"Lo mismo nos pasó con el agua. Hay informes de la década del 70 que decían que había que hacer represas y nadie les dio bola; con esto nos pasa lo mismo”, afirmó Leda Sánchez.
El temblor que se registró durante la madrugada de este miércoles en Canelones fue un terremoto de una magnitud promedio de 4,2, y se produjo al sur de Pando. Así lo explicó a Telemundo la geóloga Leda Sánchez, al frente del Observatorio Geofísico del Uruguay, perteneciente de la Universidad de la República (UdelaR).
“Hubo un terremoto que aparentemente en la localización preliminar nos da al sur de Pando, pero lo estamos recalculando. La magnitud promedio estimada hasta el momento es de 4,2. Y una estación en Montevideo marcó 5,18. Con cada una de las magnitudes en cada una de las estaciones, y en base a los parámetros locales de la corteza de Uruguay, se calcula una magnitud promedio”, afirmó Sánchez en diálogo con Telemundo.
Los vecinos de la Costa de Oro, en Canelones, fueron quienes más manifestaron haber sentido el temblor. Sin embargo, también hubo testimonios en el mismo sentido en otras partes del país. “Todas las estaciones que tenemos en nuestra red sismológica nacional registraron el evento, absolutamente todas”, dijo al respecto Sánchez, y recordó que “las causas de los sismos que tenemos en el Uruguay responden a reactivación de fallas antiguas”.
Falta de recursos para monitorear el tema y los riesgos
Como en otras oportunidades, la geóloga puso sobre la mesa la falta de recursos que tiene el Observatorio Geofísico del Uruguay y lamentó que el monitoreo de lo que sucede dependa en gran medida de su trabajo personal y no de un esfuerzo estatal.

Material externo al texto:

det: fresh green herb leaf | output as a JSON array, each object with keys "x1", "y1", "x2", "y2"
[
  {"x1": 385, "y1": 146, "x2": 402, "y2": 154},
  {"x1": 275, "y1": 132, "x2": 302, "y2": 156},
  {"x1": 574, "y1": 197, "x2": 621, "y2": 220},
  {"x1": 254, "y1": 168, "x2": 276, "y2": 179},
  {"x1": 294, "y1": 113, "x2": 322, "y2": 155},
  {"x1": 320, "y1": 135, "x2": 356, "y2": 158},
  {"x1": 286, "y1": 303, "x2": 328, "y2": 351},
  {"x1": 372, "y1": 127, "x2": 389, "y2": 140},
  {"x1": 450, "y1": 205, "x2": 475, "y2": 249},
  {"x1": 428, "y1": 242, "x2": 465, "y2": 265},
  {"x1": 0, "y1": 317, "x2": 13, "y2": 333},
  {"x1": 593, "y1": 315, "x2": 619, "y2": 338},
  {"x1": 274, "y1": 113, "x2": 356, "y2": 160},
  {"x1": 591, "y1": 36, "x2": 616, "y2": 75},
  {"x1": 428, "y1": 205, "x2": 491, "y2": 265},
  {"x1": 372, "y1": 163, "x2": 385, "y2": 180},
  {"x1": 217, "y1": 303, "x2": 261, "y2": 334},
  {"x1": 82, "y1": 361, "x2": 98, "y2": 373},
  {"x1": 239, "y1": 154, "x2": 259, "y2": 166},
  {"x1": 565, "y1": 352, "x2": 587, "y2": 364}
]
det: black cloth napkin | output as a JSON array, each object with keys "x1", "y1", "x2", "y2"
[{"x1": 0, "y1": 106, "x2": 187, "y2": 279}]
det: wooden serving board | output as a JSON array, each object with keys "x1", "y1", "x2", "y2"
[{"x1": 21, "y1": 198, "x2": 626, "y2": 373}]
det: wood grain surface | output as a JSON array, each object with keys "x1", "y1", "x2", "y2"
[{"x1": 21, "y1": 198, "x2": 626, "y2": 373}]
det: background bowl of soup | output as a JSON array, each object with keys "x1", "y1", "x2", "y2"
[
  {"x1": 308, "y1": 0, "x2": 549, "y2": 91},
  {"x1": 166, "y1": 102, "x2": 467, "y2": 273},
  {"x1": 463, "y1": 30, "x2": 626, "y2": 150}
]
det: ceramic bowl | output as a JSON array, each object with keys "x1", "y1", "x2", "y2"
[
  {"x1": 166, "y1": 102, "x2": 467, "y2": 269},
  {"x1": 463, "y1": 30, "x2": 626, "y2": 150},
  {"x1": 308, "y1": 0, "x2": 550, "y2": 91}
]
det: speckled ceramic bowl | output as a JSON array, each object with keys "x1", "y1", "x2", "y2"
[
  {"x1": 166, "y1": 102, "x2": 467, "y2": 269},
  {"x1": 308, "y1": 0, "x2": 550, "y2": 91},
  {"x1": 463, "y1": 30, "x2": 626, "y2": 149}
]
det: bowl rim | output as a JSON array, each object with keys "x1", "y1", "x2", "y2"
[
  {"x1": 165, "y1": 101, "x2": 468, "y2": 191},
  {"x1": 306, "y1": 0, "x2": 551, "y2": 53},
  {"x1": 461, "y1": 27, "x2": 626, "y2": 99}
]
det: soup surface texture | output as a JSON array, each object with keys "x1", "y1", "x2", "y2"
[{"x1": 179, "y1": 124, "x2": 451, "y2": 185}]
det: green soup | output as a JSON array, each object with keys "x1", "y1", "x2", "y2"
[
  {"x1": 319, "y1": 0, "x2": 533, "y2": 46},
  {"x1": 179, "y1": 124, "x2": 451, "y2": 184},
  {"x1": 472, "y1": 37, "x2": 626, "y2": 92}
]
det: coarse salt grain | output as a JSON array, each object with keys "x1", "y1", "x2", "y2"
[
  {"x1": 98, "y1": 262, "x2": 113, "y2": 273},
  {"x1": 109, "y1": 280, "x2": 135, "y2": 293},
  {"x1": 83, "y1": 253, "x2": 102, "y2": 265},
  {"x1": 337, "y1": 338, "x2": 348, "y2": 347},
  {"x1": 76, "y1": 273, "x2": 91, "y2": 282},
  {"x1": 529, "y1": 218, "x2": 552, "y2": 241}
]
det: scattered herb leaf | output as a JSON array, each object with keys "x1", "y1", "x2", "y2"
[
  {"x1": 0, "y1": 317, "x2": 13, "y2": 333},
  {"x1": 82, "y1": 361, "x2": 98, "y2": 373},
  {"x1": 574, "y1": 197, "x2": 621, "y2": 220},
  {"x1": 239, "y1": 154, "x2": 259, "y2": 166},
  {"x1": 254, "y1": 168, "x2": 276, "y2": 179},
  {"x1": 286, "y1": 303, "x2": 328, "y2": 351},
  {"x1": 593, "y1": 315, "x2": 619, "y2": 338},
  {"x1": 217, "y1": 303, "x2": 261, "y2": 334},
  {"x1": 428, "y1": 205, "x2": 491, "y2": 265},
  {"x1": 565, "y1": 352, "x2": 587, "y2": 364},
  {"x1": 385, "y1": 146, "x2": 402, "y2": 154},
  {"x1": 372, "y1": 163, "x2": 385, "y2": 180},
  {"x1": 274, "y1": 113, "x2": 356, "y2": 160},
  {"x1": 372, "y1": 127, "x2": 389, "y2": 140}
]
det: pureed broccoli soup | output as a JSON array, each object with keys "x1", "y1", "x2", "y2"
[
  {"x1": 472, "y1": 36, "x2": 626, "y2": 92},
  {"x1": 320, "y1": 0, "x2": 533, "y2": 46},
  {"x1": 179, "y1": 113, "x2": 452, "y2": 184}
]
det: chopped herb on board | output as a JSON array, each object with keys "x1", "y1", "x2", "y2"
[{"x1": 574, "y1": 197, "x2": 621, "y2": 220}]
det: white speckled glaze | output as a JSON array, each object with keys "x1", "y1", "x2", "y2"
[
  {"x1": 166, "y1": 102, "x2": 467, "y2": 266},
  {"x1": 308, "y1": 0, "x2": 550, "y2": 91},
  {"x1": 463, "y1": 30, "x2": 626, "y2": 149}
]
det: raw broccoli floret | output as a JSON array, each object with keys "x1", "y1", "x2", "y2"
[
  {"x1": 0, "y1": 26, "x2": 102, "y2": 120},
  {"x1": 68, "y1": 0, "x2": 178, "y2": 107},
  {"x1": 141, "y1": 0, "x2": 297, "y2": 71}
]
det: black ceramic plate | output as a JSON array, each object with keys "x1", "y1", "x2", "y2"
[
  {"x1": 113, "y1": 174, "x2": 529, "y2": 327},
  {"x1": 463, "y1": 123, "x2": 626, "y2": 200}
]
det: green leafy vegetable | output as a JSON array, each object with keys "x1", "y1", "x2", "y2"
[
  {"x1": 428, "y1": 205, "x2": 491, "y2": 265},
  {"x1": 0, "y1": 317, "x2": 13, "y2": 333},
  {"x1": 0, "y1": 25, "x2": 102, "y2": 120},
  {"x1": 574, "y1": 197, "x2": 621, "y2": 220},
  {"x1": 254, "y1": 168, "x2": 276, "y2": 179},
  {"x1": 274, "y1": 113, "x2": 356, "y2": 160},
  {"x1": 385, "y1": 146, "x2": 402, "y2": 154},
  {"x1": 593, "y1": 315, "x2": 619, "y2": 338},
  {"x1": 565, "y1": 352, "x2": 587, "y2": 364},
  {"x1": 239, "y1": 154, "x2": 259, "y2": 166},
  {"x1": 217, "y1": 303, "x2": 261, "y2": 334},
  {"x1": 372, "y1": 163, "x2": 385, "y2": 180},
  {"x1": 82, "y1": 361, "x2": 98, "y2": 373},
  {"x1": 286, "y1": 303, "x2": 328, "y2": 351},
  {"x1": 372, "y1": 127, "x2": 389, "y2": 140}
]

“No tenemos recursos. Muchos equipos los compro yo con mi sueldo. No está bueno trabajar así. El apoyo concreto y consistente es del Ministerio de Defensa, porque las estaciones suelen estar instaladas en predios militares: el apoyo es que vamos a un cuartel y nos podemos quedar ahí, ahorramos el hotel, la comida, pero eso es lo que tenemos. No es justo que uno esté atendiendo situaciones que tienen incidencia a nivel de todo el territorio nacional, y que no tengamos un apoyo concreto del Estado”, afirmó.

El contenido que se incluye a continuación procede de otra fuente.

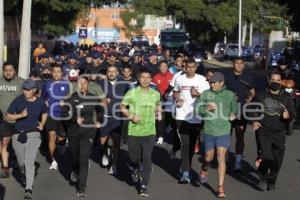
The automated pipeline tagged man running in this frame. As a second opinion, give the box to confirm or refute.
[121,69,162,196]
[0,63,24,178]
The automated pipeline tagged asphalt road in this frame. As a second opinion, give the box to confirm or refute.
[0,126,300,200]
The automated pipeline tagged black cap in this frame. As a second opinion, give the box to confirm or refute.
[22,79,36,90]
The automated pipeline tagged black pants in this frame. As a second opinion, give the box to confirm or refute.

En ese sentido, lamentó que el observatorio tiene diez años de inaugurado, pero que el aporte de recursos ha sido magro. “Yo hago mantenimiento de estaciones que son con equipos del Ministerio de Industria y Minería, pero yo les compro la batería, arreglo los cables. No es justo”, afirmó, y agregó: “Así no funciona un país. Uno dice que esto es un país de quinta, no puede ser que en el lomo de una persona recaiga todo el Observatorio Geofísico, cuando es una cosa estratégica y para el país. Algún apoyo del Estado tendríamos que tener”.
En esa línea, la geólogo consideró además que esa falta de recursos termina constituyendo un riesgo para el país y que, a su entender, en su área se da una situación similar a la que se dio con la crisis del agua: se ha alertado sobre la necesidad de invertir en el tema, pero no se hace.

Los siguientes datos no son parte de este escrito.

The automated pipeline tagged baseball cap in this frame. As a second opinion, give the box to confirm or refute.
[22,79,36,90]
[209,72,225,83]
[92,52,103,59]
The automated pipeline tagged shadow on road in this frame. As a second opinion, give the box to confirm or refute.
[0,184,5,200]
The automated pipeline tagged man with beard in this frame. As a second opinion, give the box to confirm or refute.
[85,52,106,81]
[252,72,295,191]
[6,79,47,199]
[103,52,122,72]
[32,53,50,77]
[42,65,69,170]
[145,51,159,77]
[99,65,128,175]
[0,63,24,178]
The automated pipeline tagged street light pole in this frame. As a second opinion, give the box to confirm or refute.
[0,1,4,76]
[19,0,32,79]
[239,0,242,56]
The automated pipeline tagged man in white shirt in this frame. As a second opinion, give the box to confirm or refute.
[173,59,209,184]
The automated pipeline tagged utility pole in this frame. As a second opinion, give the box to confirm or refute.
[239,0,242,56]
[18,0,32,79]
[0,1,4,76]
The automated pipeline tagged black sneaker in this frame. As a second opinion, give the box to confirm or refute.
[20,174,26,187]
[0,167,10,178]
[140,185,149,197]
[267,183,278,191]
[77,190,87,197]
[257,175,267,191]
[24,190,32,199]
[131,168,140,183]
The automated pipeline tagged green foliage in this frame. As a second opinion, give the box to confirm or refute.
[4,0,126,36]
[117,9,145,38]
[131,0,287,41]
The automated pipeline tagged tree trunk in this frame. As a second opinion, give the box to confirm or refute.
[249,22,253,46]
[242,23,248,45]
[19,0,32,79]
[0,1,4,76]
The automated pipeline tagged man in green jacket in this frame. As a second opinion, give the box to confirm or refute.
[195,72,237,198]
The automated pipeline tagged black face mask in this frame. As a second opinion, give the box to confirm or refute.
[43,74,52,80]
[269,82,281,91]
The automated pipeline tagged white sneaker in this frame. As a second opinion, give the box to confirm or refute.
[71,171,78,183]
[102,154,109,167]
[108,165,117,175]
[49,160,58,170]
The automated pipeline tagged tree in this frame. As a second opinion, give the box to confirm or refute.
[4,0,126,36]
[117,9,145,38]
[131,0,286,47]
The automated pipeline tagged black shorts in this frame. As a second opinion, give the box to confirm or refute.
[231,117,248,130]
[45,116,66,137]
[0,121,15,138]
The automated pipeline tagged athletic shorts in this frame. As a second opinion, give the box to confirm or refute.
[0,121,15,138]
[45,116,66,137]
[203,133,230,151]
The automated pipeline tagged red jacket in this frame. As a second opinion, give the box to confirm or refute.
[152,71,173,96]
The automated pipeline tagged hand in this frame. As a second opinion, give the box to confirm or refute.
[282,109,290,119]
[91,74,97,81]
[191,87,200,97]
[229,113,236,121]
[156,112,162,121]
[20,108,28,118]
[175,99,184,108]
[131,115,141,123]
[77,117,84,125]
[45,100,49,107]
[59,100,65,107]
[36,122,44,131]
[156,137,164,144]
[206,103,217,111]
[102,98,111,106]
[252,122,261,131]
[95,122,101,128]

“Hay una mala gestión de los riesgos. Aunque el riesgo sea bajo, sigue siendo riesgo. Hemos repetido muchas veces que en Uruguay ha habido terremotos importantes, de magnitudes importantes, que han generado algunos daños, y que hay que invertir para conocer. Lo mismo nos pasó con el agua. Hay informes de la década del 70 que decían que había que hacer represas y nadie les dio bola; con esto nos pasa lo mismo”, afirmó.